Um dos instrumentos orientadores da actuação das forças militares são as Regras de Empenhamento (ROE) que determinam quando e em que condições as tropas de uma OP podem ou não usar a força. O mandato de uma operação determina, em geral, se a força pode ou não ser usada. No entanto, não é claro sobre as condições e medida precisa do seu uso, mesmo no caso de uso da força apenas em legítima defesa. O próprio conceito de legítima defesa tem sofrido adaptações sendo a sua aplicação complexa (McCoubrey & White, 1993, citado por FMS, 2006).

As ROE são normas e regulamentos que os militares têm que seguir com rigidez, limitando o uso da força a situações letais de “último recurso”. Neste sentido, a sua aplicação pode tornar-se numa condicionante criando um acréscimo de stresse nos militares na medida em que existem acontecimentos que colocam a sua vida em perigo, por não poderem responder a actos de agressões ou ameaças provocadas pelos insurgentes, sob risco da população civil se virar contra os militares (Franke, 2003; Litz, 2007).

Segundo o Relatório da FMS (2006), as ROE são elaboradas na ONU, antes das tropas se deslocarem para o terreno e após consulta com os Países contribuintes com forças. A divulgação da informação respeitante às ROE é feita no terreno e é da responsabilidade do comandante da força. Apesar de existir um modelo de listagem de ROE, estas variam em função do mandato de cada missão específica e respectiva autorização para o uso da força, bem como o seu enquadramento político e de segurança.

A aplicação das ROE é da responsabilidade do comando operacional da força e pode constituir uma fonte de problemas entre o comandante e os diferentes contingentes, pois podem ter diferentes interpretações do próprio conceito, conteúdo ou estatuto das ROE. Na prática, quando existem dúvidas sobre a interpretação de uma determinada regra ou sobre a forma e que regra a aplicar em determinada situação, a tendência natural do militar é recorrer às regras nacionais a que está habituado, implicando o risco de haver militares de uma mesma força da ONU que seguem orientações diferentes quando reagem a situações críticas envolvendo o uso de armas de fogo.

O empenhamento das Forças Armadas nas OP internacionais é realçado na 4ª revisão Constitucional, especificamente na concretização dos compromissos assumidos a nível internacional no âmbito das organizações de que Portugal faz parte.
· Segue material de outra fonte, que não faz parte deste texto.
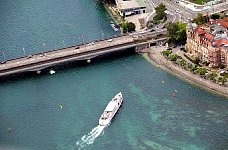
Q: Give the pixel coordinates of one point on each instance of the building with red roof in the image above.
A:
(209, 42)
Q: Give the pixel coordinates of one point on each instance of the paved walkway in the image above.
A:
(155, 56)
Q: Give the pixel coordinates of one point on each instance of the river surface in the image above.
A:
(61, 111)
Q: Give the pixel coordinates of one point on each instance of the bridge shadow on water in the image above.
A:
(69, 65)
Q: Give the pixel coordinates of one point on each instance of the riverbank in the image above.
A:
(154, 56)
(112, 12)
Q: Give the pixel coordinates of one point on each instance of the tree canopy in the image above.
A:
(160, 11)
(200, 19)
(128, 27)
(177, 31)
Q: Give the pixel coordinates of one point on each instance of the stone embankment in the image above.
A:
(156, 56)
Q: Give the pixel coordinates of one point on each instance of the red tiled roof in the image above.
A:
(223, 22)
(199, 30)
(221, 41)
(209, 36)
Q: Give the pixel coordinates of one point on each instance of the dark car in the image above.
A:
(182, 49)
(3, 62)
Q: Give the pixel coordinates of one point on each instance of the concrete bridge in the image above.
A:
(86, 51)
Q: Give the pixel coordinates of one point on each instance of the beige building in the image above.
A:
(209, 42)
(130, 7)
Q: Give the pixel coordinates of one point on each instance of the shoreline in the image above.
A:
(155, 57)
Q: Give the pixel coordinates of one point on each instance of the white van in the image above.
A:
(109, 40)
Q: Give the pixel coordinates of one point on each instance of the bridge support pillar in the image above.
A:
(141, 47)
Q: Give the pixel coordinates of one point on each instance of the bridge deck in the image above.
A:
(42, 60)
(55, 54)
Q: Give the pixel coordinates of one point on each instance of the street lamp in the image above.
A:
(44, 46)
(63, 43)
(23, 50)
(102, 34)
(83, 41)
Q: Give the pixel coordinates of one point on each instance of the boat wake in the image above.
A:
(90, 137)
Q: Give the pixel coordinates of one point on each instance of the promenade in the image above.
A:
(154, 54)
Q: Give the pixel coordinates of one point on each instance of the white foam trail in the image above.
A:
(90, 137)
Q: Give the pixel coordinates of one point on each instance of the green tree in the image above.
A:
(131, 26)
(127, 27)
(193, 68)
(160, 11)
(172, 29)
(200, 19)
(215, 16)
(166, 53)
(176, 31)
(201, 71)
(182, 62)
(196, 60)
(222, 80)
(173, 57)
(212, 76)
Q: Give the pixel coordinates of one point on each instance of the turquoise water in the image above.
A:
(149, 119)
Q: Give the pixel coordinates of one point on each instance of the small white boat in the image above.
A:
(52, 71)
(111, 110)
(114, 26)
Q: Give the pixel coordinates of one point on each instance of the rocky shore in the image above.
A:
(154, 56)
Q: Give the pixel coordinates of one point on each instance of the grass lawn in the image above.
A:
(198, 1)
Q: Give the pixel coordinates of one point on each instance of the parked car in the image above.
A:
(182, 49)
(29, 56)
(168, 48)
(3, 62)
(109, 40)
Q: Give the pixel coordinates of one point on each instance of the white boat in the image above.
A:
(52, 71)
(111, 110)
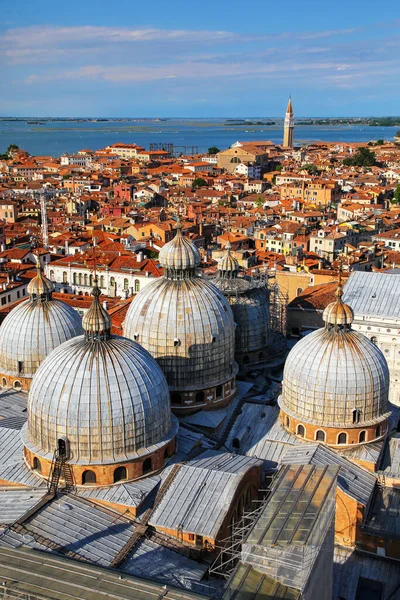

O enquadramento das

missões internacionais das Forças Armadas é definido pelo Conselho Superior da Defesa Nacional, tendo por base a revisão do Conceito Estratégico de Defesa Nacional (CEDN) de 20035 e o Conceito Estratégico Militar, sendo da responsabilidade do Governo e do Presidente da República deliberar sobre o emprego de forças no exterior. Este Conceito vem realçar a importância da participação de Portugal no quadro das intervenções multinacionais.

Dentro das missões específicas das Forças Armadas (FA), enquadram-se aquelas que têm por objectivo os compromissos assumidos no âmbito das Organizações Internacionais da qual Portugal faz parte, (e.g. ONU e NATO), em que a finalidade é preservar a paz e segurança internacionais. Neste sentido, foi necessário, em 1997, introduzir uma revisão ao art.º 275 da Constituição, que incumbe às Forças Armadas, nos termos da lei, “satisfazer os compromissos internacionais do Estado Português no âmbito militar e participar em missões humanitárias e de paz assumidas pelas organizações internacionais de que Portugal faz parte”. Esta alteração constitucional foi um instrumento para a legitimação de intervenções das FA, numa variedade de missões e nas mais diversas regiões do globo.

Em síntese: são essenciais os princípios do consentimento, no que se refere ao respeito pela soberania dos Estados onde se desenrola a operação, o emprego da força militar apenas em situações de autodefesa, o uso mínimo da força, e um comportamento da força imparcial. No entanto, o General Avelar de Sousa (2013), com larga experiência na participação em missões de paz da ONU e NATO, refere três características importantes e fundamentais para o sucesso das missões: imparcialidade, firmeza, e sensibilidade humana.